In my last blog, I introduced the concept of Meta-Rules. These were the non-system or inherent rules that actually guide how people play.
I spoke about them rather abstractly, describing them in the following way
These [meta-rules] rules are beyond what you would consider written or system imposed rules. These are fluid rules that can change moment by moment. These are the rules that define how play unfolds. These are the unspoken rules that children manage to communicate to each other when they are playing, where the situation is constantly changing, but they always seem to be able to adapt to the changes without fuss
I’ve spent the last couple of weeks considering what meta-rules actually consist of, how they could be categorised in a more concrete way. What follows is where I have got to with that process! These, like meta-rules, are not fixed in stone — rather my best stab at them that could change at some point!
They are broken down into four categories; social, contextual, communication and personal.
Communication plays an enormous part in collaborative play. I have identified four types that help to control play.
- The most obvious form of communication — yelling instructions or updates!
- Sensing how others are reacting to you and those around them, that feeling that you know something has changed based on subtle hints from others.
- Body Language
- Almost as unsubtle as verbal communication, you can tell what other people playing are feeling with how they appear. Crossed arms, looking unhappy, looking to the left to indicate where you should go next etc.
- A layer on top of other types of communication and similar in style to intuition, emotional communication is understanding the emotional subtext of other types of communication. They may communicate in a happy way, but there could by other underlying emotions.
Social meta-rules are more about what society expects. When playing there are just some things that others don’t expect — based on social rules. Whilst I have broken these down into three headings, they are all linked. There is an expected behaviour based on culture and the norms for that culture. For instance, if you are play acting mummy’s and daddy’s, it would be very unexpected by most cultural norms and standards for one player to jump up and start pretending to shoot all of the others!
Play is contextual, it can change depending on where people are, what they are playing with and how they feel.
- What are the surroundings whilst playing. How does that affect what can and can’t be done. It’s the difference between playing catch in a field and catch on a cliff edge!
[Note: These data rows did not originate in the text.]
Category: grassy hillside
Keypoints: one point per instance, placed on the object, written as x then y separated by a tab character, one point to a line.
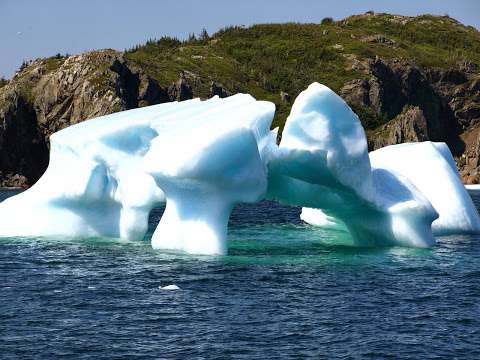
269	58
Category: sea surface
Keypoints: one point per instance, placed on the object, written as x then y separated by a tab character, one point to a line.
285	291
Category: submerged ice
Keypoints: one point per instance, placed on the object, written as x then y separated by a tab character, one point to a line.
203	157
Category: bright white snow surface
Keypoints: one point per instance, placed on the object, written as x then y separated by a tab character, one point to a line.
203	157
206	164
431	168
323	163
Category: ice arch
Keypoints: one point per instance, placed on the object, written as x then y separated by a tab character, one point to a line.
323	163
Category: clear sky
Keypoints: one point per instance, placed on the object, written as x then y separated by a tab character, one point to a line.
38	28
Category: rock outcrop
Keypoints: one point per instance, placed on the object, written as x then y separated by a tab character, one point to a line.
51	94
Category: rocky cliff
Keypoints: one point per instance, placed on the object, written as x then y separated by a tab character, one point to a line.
408	78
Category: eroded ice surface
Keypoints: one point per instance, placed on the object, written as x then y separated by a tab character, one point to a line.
432	169
323	163
217	160
203	157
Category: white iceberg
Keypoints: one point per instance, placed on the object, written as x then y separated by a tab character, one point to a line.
323	163
431	168
95	184
216	158
203	157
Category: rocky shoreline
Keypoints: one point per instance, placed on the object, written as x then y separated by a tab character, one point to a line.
396	99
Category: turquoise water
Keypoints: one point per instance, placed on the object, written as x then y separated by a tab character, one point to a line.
286	290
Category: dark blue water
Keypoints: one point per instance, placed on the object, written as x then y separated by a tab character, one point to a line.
286	291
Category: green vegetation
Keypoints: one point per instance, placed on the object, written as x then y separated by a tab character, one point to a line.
269	58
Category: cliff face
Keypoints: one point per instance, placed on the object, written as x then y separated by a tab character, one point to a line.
424	104
408	78
51	94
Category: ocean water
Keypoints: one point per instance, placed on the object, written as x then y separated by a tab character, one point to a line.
285	291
- The mood of the people playing can change rapidly, this can then change the emphasis of play and how others react to play. If you are playing alone with dolls and are happy, you may be making up stories of going to the beach. If you are sad or have been traumatised, your play acting may take a darker turn or start to replicate things that have traumatised you.
- Toy / Object
- if you are playing with a toy of some sort, that can drastically change what you are playing. It may be fun to bounce a ball of a wall, but less so if you are then handed a wooden block!
Everyone is different and what they find enjoyable or fun is also very different. Each person has their own preferences, personal code (ie moral or code of conduct) and of course fears.
- This is what a player is prepared to do base don their own moral judgement. Some kids may not want to be involved in certain types of play, just like adults may not! This will guide how they react during play and the ever changing meta-rules!
- As I say, not everyone is the same. Some may like to play with a ball, others would prefer to act out plays with dolls.
- Fear is a great motivator. That example of playing catch on a cliff. I would not do it, but some might!
The Meta Rules of Play
There are bound to be many more Meta-Rules of play, this is just me scratching the surface and trying to make some order of it. I would love to hear your views and other categories or sub- categories that you feel subtly control how people play!